HAL 0.5.x & networking

Dan Williams dcbw at redhat.com
Wed Jun 8 07:57:52 PDT 2005


On Wed, 8 Jun 2005, Sean Meiners wrote:

> Thanks for the fast response!
> 
> On Jun 8, 2005, at 7:27 AM, David Zeuthen wrote:
> 
> > On Wed, 2005-06-08 at 07:20 -0700, Sean Meiners wrote:
> >
> >> I've been investigating HAL and decided to look at the latest release
> >> (0.5.2) and noticed it no longer seems to monitor network devices as
> >> the 0.4.x series did.  Specifically, no events were generated when
> >> the network cable was unplugged, or the interface was brought up or
> >> down.  I was wondering if this was intentionally removed?
> >>
> >
> > It was intentionally removed - too many bad drivers caused the  
> > system to
> > lock up and it was just painful to support. The thinking was that it's
> > equally easy for applications using HAL to do themselves. You should
> > still get a HAL event when the interface is brought up and down but  
> > I'm
> > not sure how useful that is..
> 
> Speaking of bad drivers, I noticed that non-PCI PCMCIA and USB  
> network devices won't currently show up in HAL.  I tracked it down to  
> the fact that net_add specifically looks for /sys/class/net/<if>/ 
> device and if it fails to find it, gives up.  Unfortunately, drivers  
> like airo don't provide device symlinks.  I created a patch to remove  
> this restriction and the devices show up, but with no parents (as  
> would be expected).  I'd be happy to send it along as well as  
> entertain other ideas of how to resolve the issue.

The idea here is to get drivers _fixed_.  Its a one-line fix, and recent kernels 
should have all in-kernel PCMCIA drivers fixed to use SET_NETDEV_DEV.  I've 
submitted patches for drivers like the atmel one to do this.  In 2.6.11.8, the 
airo driver has SET_NETDEV_DEV on line 2763 in the _init_airo_card() function, 
so it should be OK.  If its not in your kernel, patch it.

HAL usually will not tolerate drivers that don't use sysfs correctly, and the 
response is usually "fix the driver" rather than removing these checks from HAL.  
This does mean that kernels < 2.6.10 may not have little fixes like this.  So 
be it.

> > That's exactly what NetworkManager
> >
> >  http://people.redhat.com/dcbw/NetworkManager/
> >
> > is about - have you seen it?
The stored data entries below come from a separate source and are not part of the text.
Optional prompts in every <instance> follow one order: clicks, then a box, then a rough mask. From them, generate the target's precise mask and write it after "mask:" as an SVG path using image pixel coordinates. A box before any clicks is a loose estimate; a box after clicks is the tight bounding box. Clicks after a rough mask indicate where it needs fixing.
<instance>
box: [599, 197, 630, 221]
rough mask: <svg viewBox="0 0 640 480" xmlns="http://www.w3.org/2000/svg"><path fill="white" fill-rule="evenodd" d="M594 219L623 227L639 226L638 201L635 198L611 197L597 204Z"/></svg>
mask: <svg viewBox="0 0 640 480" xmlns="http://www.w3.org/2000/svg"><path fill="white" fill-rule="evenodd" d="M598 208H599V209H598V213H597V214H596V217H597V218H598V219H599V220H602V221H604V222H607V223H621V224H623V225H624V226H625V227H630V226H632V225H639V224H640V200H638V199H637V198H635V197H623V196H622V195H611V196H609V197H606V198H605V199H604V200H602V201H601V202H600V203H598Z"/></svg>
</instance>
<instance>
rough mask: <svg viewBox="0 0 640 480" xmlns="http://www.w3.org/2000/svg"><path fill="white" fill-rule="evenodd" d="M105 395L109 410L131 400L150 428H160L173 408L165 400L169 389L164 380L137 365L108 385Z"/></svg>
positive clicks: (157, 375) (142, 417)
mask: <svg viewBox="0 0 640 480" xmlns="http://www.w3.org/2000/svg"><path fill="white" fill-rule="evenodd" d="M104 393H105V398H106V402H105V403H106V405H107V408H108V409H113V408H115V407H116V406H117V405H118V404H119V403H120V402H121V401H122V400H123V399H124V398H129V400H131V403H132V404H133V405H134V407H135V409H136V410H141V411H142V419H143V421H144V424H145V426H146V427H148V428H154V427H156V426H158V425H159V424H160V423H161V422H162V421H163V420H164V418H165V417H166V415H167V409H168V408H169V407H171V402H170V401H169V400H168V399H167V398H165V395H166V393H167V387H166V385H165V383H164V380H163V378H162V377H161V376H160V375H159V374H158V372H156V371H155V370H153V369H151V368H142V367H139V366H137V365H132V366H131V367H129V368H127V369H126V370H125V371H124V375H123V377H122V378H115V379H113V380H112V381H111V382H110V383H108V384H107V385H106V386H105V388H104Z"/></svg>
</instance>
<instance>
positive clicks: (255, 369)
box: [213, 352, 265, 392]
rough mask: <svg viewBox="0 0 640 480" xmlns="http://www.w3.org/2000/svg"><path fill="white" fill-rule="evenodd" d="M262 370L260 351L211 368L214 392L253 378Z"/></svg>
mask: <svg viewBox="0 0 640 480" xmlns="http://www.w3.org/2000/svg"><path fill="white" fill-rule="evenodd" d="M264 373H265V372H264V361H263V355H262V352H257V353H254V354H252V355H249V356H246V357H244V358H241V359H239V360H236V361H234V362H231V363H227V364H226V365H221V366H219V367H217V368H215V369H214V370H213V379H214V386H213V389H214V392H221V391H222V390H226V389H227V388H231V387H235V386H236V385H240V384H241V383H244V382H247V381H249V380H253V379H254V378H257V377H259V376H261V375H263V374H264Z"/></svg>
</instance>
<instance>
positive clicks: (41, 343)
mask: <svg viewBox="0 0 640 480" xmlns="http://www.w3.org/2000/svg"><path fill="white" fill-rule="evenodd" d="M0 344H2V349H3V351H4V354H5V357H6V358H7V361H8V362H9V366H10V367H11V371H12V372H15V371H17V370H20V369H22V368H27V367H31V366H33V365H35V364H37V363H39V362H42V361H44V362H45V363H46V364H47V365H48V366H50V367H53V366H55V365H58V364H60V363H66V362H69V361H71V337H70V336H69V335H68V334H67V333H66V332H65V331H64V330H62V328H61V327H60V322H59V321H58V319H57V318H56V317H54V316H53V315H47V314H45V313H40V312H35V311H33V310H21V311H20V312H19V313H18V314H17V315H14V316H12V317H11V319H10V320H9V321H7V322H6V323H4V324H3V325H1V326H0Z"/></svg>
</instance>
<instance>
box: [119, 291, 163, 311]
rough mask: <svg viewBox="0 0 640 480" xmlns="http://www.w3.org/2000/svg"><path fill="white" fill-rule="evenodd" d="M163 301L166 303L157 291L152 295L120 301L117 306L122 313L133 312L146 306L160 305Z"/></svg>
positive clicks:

There's really a lot of gotchas that Dan
> > Williams had to deal with along the way but it's coming along rather
> > nicely (a few months back VPN support was added) - we're always  
> > looking
> > for more hackers (I think Dan got a TODO list) :-)
> 
> I looked at it a few months back and it looks nice.  The only problem  
> I had was that it does *everything* itself.  And since we're Debian  
> based I prefer to use the rather nice if(up|down) system that's  
> already available to do most of the work since so many other things  
> (pppd, resolvconf, etc) have been made to work very well with it.   
> However, I've been planning on giving NetworkManager a second look to  
> see where it's at now.

The general trend in NetworkManager land is to use external daemons now.  With 
the instance of DHCP client built in, there was no DBUS-enabled version of any 
dhcp client.  However, NetworkManager HEAD now uses dhcdbd.  See

http://mail.gnome.org/archives/networkmanager-list/2005-June/msg00014.html

for more information.  It also requires some patches to dhclient and 
dhclient-script which I believe Debian has already incorporated.

Next up is named.  NetworkManager will no longer spawn its own caching 
nameserver, and instead will depend on an already-running one that is started as 
a system service.  Jason Vas Dias is making named DBUS-aware as he did with 
dhcdbd/dhclient.

After that, we'll be using wpa_supplicant as an external daemon to handle 
advanced authentication like LEAP/EAP/CHAP/PAP/etc, and stuff like WPA.  
Possibly even delegate WEP and wireless scanning to it as well.

So the trend is to move that stuff out of NetworkManager and make other daemons 
dbus-aware.  Note that NetworkManager will still "manage" your network 
completely, but things like ppp, isdn, gprs, and bluetooth will be incorporated 
eventually.  Its really targeted at laptop/desktop users right now with the 
intention of gradually spreading out to a general network infrastructure daemon.